Conan, el bárbaro (1982)

conan-el-barbaro-1982-posterUn niño que pertenece a una tribu primitiva graba en su memoria los rostros de los guerreros que han exterminado a su familia y a él lo han vendido a unos mercaderes de esclavos. Años después, el joven se ha convertido en un forzudo y valiente guerrero.
De las primeras películas de espada y brujería que recuerdo y sin duda una de sus mayores exponentes, centra su historia en la venganza de Conan hacia el líder del culto de la serpiente, Thulsa Doom.

En esta película (John Milius, 1982) veremos a Arnold Schwarzenegger en estado puro, es decir, el 90% de la peli está sin camiseta y enseñando los matices interpretativos que le llevaron a hollywood en forma de bíceps y dorsales, aunque, ¿a quién siendo niño no le impresionaba ver un héroe así? En una época en la que no había tanta afición al gimnasio y actores con ese físico imposible eran la excepción, era terminar de ver la peli e irte a jugar espada de plástico en mano con tus amigos pidiéndote ser Conan.

La historia comienza con Conan de niño interpretado por un pequeño Jorge Sanz, que aún hoy revisionando la peli te atrapa verlo ahí con su eterna cara de estar pensando ¿cuánto es la raíz cuadrada de novecientos ochenta y seis?, en la cima de una montaña con su padre contándole cómo consiguieron los hombres el enigma del acero de manos de Crom, su dios, para más tarde ver como llegan los guerreros de Thulsa Doom y masacran la aldea donde vive, dejándolo a él como único superviviente para venderlo como esclavo, cada una de estas escenas sin apenas diálogos vienen acompañadas por un tema a cuál más épico que te mete de lleno en su mundo de fantasía.
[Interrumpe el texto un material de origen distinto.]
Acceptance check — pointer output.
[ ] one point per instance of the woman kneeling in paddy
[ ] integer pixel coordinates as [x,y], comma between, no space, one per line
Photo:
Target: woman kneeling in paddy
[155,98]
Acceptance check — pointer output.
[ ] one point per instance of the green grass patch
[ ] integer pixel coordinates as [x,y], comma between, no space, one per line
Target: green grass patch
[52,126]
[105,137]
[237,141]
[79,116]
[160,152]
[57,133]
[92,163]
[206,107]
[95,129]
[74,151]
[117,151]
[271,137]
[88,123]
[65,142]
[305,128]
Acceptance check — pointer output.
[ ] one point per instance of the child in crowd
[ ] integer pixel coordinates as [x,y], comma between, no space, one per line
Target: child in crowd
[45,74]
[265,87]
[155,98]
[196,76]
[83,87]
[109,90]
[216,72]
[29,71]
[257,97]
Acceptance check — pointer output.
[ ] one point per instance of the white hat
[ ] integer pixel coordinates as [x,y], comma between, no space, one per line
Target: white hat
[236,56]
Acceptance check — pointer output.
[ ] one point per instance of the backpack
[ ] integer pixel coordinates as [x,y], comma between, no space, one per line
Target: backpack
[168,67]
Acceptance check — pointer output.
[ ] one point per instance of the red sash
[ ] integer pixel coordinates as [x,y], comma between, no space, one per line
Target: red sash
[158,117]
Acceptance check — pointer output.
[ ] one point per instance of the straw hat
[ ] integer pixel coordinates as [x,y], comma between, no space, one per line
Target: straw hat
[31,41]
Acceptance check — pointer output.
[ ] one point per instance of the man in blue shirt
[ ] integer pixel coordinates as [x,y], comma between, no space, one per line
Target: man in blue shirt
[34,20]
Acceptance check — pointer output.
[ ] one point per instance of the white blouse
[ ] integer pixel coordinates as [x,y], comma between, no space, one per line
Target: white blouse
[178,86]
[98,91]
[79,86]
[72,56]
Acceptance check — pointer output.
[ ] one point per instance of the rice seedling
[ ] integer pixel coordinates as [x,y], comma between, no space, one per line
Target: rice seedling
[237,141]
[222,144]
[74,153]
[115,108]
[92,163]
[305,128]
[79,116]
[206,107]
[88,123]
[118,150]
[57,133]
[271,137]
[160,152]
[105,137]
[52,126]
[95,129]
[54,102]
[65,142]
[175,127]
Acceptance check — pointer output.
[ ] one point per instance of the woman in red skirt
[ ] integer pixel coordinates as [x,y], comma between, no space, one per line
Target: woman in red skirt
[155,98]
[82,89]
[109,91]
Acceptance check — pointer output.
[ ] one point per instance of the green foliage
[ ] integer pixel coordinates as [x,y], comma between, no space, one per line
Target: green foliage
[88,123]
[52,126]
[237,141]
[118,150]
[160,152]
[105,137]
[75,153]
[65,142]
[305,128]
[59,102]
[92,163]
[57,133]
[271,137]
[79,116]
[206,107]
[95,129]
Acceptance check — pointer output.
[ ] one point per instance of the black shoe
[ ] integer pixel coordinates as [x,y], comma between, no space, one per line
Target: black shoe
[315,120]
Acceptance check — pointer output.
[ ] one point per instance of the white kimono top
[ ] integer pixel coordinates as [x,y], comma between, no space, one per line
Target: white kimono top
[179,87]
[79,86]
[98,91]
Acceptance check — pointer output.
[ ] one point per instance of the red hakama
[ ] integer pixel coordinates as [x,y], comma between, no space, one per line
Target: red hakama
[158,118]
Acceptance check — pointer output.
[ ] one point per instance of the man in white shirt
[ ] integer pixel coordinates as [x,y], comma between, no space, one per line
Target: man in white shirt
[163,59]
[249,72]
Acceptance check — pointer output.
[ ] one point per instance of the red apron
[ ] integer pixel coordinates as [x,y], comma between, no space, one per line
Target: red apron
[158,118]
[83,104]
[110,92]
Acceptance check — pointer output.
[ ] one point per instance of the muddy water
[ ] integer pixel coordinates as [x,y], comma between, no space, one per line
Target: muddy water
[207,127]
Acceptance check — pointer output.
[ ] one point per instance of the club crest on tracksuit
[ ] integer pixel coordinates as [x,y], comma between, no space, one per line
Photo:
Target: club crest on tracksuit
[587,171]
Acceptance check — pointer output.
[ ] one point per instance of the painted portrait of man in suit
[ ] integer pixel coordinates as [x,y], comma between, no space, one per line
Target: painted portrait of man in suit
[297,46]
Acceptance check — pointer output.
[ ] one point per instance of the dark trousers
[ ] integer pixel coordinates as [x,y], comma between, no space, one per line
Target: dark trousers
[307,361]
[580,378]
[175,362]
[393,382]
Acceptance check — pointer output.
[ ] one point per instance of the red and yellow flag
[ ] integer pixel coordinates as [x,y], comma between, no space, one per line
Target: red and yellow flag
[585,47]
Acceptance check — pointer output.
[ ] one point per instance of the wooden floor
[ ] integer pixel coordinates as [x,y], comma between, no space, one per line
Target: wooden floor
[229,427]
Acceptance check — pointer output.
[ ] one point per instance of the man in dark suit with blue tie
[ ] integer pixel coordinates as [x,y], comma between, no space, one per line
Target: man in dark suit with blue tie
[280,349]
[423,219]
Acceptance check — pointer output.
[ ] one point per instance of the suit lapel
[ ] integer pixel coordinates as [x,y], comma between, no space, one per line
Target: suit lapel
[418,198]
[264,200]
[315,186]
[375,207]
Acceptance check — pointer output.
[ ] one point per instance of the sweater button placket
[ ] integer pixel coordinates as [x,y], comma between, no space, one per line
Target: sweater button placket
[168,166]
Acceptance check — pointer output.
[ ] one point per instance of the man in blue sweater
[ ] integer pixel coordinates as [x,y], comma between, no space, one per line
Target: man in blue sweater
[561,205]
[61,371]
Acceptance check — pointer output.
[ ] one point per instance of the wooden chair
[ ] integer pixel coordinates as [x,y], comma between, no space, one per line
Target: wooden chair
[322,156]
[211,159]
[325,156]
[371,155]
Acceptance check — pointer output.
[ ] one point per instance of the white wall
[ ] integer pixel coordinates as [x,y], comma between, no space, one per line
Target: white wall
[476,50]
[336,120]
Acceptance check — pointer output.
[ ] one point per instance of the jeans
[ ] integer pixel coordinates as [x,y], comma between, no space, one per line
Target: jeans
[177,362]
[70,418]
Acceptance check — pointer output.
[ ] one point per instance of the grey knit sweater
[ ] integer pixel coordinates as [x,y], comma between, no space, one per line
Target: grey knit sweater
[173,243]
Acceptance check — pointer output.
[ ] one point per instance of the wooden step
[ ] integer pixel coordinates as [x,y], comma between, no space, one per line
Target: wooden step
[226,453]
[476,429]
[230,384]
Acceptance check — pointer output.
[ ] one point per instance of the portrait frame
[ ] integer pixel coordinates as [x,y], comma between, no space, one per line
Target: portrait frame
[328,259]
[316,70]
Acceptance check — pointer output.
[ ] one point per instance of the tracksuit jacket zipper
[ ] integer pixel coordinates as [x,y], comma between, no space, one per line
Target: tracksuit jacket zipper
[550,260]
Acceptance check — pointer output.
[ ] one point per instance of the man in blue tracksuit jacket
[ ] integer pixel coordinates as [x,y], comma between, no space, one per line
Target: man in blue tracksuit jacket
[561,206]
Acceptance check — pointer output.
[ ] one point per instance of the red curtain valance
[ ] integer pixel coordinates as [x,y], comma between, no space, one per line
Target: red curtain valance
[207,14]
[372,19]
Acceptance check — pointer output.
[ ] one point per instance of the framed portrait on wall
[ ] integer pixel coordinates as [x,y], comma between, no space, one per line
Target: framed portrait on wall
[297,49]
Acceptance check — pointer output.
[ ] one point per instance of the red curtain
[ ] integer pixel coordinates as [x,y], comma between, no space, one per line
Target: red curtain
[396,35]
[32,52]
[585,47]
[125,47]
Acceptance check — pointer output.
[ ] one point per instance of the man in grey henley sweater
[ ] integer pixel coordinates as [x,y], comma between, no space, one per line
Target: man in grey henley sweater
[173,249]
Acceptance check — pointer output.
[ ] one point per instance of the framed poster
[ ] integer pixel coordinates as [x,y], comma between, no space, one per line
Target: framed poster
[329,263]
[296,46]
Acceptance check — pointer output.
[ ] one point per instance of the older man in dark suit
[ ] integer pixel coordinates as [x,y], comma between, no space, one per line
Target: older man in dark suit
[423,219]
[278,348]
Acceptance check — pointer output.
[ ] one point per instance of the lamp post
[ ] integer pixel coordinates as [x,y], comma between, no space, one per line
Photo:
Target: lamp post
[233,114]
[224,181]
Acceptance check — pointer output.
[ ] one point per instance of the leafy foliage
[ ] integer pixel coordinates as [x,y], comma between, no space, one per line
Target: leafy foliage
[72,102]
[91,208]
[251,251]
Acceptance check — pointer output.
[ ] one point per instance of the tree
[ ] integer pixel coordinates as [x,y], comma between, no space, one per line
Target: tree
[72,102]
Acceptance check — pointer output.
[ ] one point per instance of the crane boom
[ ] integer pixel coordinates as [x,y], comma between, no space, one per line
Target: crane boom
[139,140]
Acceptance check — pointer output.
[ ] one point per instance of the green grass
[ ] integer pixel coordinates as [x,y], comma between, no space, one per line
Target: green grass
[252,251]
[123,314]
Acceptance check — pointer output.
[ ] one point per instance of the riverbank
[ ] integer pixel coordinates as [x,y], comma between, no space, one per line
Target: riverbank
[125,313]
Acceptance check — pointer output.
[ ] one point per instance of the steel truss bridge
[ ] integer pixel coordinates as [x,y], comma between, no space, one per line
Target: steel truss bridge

Una vez adulto, tratan de explicarnos cómo llega a alcanzar su potente físico, tras largos años empujando un torno gigante que lo va poniendo más y más fuerte, lo compran y adiestran como perro de pelea hasta convertirse en el mejor, lo que le vale para ser liberado. A partir de ahí comienza una vida de ladrón hasta que tras un par de golpes de suerte lo llevan a una misión que lo reencontrará con el asesino de su madre.

A quien le guste la acción pura sin mucho que pensar o simplemente quiera ver al Arnold Schwarzenegger más brutal y sádico, esta es su película. Exceptuando la reflexión de Thulsa Doom sobre el poder de la carne sobre el acero, el resto es espada para arriba espada para abajo acompañada de una de las mejores bandas sonoras de los 80 y me atrevería a decir de todos los tiempos, compuesta por un Basil Poledouris en estado de gracia, y que sinceramente vale la pena ver solo por escuchar esta obra maestra mientras Conan se deshace de 10 enemigos a mandoble puro junto a Valeria y Sabotai, quienes lo acompañaran a lo largo del film.